The actor and gay rights campaigner claimed that an “extraordinarily unproductive militancy” now surrounds the LGBTQ+ charity.
As reported by The Times, Callow said that the organisation’s stance on self-identification for transgender people risks infringing women’s rights and “could put pressure on young gay people to transition”.
The Four Weddings and a Funeral star – who was involved in the anti-government protests that led to the 1989 foundation of Stonewall – said: “I shouldn’t have to fear in that way.
“This is just tyranny and that’s what we’ve fought against all our lives, people saying, ‘This cannot be discussed.’ Yes, it can be discussed. Everything can be discussed.”
The 72-year-old continued: “I’ve always been perfectly prepared to discuss homosexuality with anyone on reasonable terms. I can form a conclusion about a person’s attitudes but I don’t for one second think they shouldn’t have them.”
As noted by The Times, Callow had been a vocal critic of Section 28 of Margaret Thatcher’s Local Government Act in 1988.
Section 28 was brought in to “prohibit the promotion of homosexuality by local authorities”.
A founding member of Stonewall, broadcaster Simon Fanshawe, was one of 22 people to sign a letter to The Sunday Times in 2019, expressing concern that the group’s transgender policy “undermined women’s sex based rights and protections”.

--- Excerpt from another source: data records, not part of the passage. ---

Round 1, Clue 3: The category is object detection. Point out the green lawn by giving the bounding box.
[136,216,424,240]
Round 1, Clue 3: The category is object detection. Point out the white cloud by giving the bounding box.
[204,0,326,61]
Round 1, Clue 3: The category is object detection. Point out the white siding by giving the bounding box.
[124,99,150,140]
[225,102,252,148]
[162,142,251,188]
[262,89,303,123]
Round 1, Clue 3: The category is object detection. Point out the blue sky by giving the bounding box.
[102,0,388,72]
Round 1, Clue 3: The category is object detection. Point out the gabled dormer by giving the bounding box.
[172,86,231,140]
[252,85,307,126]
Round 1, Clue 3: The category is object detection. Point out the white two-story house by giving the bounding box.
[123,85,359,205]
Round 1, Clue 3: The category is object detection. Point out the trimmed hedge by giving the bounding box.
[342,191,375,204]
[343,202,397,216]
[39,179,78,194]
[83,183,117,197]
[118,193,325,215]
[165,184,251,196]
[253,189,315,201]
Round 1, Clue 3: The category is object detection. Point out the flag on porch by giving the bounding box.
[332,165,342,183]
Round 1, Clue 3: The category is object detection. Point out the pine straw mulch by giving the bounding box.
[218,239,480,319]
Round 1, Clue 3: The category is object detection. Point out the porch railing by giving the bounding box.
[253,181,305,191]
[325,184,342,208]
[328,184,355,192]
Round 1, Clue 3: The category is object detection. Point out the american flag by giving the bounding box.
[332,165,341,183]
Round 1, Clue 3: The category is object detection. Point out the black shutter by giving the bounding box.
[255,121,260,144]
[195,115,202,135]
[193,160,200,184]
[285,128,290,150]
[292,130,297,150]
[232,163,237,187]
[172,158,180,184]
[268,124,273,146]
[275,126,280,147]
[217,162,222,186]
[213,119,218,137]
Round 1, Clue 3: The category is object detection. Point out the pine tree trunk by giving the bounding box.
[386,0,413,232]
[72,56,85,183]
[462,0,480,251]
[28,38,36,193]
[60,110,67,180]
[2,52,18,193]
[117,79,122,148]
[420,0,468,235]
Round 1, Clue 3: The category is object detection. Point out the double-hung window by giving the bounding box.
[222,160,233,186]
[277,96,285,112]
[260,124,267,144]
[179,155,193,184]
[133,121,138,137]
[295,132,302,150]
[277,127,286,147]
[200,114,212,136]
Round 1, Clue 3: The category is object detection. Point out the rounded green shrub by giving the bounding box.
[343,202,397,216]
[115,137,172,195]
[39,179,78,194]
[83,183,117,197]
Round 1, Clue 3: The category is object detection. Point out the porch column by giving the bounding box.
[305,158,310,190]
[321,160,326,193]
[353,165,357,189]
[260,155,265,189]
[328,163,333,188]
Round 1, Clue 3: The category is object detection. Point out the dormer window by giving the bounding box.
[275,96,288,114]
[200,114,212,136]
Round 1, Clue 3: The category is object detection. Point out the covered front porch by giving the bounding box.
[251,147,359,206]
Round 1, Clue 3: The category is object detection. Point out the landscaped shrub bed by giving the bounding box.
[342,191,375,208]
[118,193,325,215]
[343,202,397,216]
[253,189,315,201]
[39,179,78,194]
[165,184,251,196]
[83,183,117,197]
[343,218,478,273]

The signatories noted that they are most concerned about primary school children being too quickly challenged to review their gender identity.
Callow has agreed with Fanshawe, accusing the charity of having “taken a very strange turn toward the tyrannical, a dangerously prescriptive position on a complex issue”.
“When it impinges on women’s rights, hard-won women’s rights, the right to exclusive spaces for women, away from any threat at all – I think that’s a very serious issue,” he said.
The actor also spoke about the question of determining when children can be deemed to decide their gender identity, calling it “complex”.
“The most dangerous thing is that it may well be that they are just gay and they’re being somehow lured into thinking that they are obviously in the wrong gender, which is not the case,” said Callow.
In response to the actor’s comments, Stonewall issued a statement to The Times, reading: “We are working towards a world in which all lesbian, gay, bi, trans and queer people are able to thrive as themselves.
“We’re very proud of our work towards trans equality, as well as our work for all lesbian, gay, bi and queer people. From LGBTQ+ inclusive education to equity in healthcare, our work helps all LGBTQ+ people.”